Bart Weetjens memiliki gagasan pada 1995 yang terdengar seperti lelucon: melatih tikus Afrika raksasa untuk mencium ranjau darat. Orang-orang menertawakannya selama bertahun-tahun. Pada 1997, pemerintah Belgia memutuskan untuk mendanainya, dan APOPO pun lahir.

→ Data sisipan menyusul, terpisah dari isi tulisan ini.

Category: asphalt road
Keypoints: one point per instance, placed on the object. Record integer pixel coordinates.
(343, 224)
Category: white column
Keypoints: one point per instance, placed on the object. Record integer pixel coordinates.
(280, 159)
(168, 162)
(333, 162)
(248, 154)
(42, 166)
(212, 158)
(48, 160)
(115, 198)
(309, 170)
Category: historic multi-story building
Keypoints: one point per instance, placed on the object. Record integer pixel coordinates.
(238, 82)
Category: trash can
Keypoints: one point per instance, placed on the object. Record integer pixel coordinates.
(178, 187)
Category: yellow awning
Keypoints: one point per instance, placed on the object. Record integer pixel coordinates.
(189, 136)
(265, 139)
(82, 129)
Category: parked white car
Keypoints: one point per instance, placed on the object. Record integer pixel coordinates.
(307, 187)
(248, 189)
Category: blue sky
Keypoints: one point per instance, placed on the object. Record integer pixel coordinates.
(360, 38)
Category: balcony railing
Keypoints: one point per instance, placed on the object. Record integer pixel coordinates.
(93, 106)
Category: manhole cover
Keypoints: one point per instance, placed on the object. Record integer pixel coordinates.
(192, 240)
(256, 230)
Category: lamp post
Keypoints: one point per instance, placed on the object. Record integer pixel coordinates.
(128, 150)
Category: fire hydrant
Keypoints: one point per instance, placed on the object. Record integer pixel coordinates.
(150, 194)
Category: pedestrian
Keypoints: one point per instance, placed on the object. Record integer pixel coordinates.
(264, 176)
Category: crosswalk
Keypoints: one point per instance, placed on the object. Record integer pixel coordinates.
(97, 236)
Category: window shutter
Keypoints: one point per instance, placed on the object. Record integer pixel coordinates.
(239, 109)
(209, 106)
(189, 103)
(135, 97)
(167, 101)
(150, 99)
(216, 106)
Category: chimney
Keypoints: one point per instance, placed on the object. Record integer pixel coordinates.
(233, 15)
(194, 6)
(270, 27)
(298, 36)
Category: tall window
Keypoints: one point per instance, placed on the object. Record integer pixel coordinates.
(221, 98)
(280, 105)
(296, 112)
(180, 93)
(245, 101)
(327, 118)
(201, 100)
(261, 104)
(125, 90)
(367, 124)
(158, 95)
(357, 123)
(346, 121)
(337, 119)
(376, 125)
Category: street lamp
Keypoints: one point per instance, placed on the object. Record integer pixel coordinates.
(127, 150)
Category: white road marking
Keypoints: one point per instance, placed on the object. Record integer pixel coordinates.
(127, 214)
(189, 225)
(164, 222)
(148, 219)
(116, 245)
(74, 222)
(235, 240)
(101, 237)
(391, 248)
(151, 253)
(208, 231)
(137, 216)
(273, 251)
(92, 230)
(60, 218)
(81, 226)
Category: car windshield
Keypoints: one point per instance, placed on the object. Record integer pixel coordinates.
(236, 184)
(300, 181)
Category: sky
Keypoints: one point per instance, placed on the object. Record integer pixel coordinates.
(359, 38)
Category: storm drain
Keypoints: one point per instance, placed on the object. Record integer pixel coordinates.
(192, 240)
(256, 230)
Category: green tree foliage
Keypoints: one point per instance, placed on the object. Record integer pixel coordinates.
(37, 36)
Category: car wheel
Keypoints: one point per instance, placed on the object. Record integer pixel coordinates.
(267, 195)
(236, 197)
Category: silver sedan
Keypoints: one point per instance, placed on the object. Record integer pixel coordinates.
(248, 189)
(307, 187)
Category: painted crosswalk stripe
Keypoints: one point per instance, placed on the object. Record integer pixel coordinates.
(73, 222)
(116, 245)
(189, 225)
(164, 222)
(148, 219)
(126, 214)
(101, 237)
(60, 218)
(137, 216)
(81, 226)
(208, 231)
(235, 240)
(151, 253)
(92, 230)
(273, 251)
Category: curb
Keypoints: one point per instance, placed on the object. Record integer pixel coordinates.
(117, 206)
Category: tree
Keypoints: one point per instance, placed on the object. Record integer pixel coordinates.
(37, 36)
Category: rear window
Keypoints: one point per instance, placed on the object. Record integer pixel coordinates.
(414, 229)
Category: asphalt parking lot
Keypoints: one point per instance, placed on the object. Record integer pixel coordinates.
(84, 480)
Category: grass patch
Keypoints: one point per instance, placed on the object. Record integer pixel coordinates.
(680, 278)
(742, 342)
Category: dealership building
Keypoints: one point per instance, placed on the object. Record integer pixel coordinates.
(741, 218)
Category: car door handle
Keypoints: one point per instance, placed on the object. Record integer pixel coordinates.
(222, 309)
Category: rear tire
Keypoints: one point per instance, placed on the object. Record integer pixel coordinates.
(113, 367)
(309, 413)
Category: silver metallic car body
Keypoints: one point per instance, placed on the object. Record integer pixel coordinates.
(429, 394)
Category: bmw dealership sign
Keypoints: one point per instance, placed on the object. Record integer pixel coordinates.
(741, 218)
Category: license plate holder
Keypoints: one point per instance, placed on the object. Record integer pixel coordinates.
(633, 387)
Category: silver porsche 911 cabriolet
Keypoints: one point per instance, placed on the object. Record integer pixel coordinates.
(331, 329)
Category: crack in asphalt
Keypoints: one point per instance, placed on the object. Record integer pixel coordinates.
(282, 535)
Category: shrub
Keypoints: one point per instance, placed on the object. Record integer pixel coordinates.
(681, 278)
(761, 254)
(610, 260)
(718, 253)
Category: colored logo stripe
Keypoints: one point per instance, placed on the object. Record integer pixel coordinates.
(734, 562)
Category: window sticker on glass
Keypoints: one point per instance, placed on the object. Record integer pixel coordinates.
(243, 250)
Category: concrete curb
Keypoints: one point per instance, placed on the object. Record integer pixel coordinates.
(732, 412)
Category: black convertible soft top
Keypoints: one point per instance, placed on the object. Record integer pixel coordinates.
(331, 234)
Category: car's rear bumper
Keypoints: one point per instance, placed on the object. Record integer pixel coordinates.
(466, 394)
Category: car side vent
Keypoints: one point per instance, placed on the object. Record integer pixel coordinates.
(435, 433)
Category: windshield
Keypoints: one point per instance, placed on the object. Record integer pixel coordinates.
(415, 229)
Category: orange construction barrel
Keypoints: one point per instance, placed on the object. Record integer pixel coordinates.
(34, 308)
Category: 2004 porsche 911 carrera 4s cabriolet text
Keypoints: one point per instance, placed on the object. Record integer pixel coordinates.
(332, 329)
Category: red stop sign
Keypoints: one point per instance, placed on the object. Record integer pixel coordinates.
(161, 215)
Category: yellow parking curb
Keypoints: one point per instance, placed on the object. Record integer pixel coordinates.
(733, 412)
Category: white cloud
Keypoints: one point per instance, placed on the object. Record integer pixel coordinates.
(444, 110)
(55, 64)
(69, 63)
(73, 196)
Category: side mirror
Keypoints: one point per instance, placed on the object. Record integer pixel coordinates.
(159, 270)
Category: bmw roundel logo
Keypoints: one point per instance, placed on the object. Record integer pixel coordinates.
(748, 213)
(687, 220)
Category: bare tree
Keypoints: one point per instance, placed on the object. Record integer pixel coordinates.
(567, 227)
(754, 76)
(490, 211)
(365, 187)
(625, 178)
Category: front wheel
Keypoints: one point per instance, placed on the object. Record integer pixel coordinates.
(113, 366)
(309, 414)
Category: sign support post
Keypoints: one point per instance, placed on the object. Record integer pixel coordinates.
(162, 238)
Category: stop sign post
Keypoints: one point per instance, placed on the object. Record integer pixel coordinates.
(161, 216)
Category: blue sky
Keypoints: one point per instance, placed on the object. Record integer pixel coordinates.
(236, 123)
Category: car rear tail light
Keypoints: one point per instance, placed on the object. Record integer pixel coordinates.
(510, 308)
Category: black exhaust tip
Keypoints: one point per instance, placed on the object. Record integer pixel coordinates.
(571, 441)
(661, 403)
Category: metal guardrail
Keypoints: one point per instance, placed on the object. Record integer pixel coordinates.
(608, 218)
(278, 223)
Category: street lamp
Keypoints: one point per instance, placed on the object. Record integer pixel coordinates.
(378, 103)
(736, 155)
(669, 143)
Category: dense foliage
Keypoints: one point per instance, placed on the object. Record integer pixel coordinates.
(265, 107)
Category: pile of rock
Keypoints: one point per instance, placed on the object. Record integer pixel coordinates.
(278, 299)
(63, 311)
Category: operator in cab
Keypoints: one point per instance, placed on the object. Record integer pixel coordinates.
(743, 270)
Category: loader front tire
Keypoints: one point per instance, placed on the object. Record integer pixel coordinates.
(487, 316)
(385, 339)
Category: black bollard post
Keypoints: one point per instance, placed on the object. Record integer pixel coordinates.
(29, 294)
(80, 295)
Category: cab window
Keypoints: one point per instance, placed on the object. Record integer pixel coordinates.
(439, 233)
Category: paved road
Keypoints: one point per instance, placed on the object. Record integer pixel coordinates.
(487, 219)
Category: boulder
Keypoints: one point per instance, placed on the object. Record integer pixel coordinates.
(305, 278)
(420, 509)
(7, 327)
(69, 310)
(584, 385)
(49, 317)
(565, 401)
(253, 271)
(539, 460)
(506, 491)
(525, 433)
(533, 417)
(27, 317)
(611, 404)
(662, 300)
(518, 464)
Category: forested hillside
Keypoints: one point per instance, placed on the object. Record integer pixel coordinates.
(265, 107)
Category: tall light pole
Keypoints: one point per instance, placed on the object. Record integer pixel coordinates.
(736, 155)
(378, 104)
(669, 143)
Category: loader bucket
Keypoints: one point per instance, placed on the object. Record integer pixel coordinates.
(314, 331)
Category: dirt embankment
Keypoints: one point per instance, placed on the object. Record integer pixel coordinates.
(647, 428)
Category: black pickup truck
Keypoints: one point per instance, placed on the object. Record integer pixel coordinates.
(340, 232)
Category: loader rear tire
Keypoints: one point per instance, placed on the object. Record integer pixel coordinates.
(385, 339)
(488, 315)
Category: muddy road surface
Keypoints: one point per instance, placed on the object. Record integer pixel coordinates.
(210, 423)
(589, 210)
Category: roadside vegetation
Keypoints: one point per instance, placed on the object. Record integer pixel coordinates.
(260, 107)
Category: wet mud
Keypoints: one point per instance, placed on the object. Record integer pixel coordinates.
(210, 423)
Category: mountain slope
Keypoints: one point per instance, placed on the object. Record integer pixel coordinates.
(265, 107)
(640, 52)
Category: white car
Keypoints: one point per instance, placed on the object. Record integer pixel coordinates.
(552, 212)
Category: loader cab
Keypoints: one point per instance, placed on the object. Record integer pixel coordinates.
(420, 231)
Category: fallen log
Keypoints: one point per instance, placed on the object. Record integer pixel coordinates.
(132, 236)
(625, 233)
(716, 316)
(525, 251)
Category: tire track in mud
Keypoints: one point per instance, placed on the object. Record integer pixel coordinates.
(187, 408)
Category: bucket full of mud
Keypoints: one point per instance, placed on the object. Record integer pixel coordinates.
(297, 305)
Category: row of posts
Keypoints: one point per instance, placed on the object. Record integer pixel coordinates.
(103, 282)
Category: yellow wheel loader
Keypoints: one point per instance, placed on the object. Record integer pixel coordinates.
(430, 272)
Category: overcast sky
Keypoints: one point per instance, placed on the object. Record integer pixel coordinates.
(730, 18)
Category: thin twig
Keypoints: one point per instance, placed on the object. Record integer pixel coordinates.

Tikus-tikus itu memulai pelatihan pada usia empat minggu, belajar mengaitkan bau bahan peledak dengan makanan, dan sebelum turun bekerja mereka harus lulus ujian berat di area seluas 400 meter persegi. Berat mereka sangat ringan sehingga mereka dapat berjalan di atas ranjau tanpa meledakkannya. Salah satu dari mereka memeriksa dalam 30 menit apa yang membutuhkan waktu empat hari penuh bagi manusia dengan detektor logam untuk diperiksa.

Pada Desember 2023, APOPO telah membersihkan 100 juta meter persegi lahan terkontaminasi, seluas Paris, dan menghancurkan lebih dari 31,000 ranjau. Mozambik dinyatakan bebas dari ranjau yang diketahui pada 2015. Magawa, tikus paling terkenal dalam program ini, pensiun sebagai legenda. Pada 2025, HeroRAT lain bernama Ronin memecahkan rekor Guinness di Kamboja. Gagasan yang dulu ditertawakan semua orang kini mengembalikan tanah kepada jutaan orang.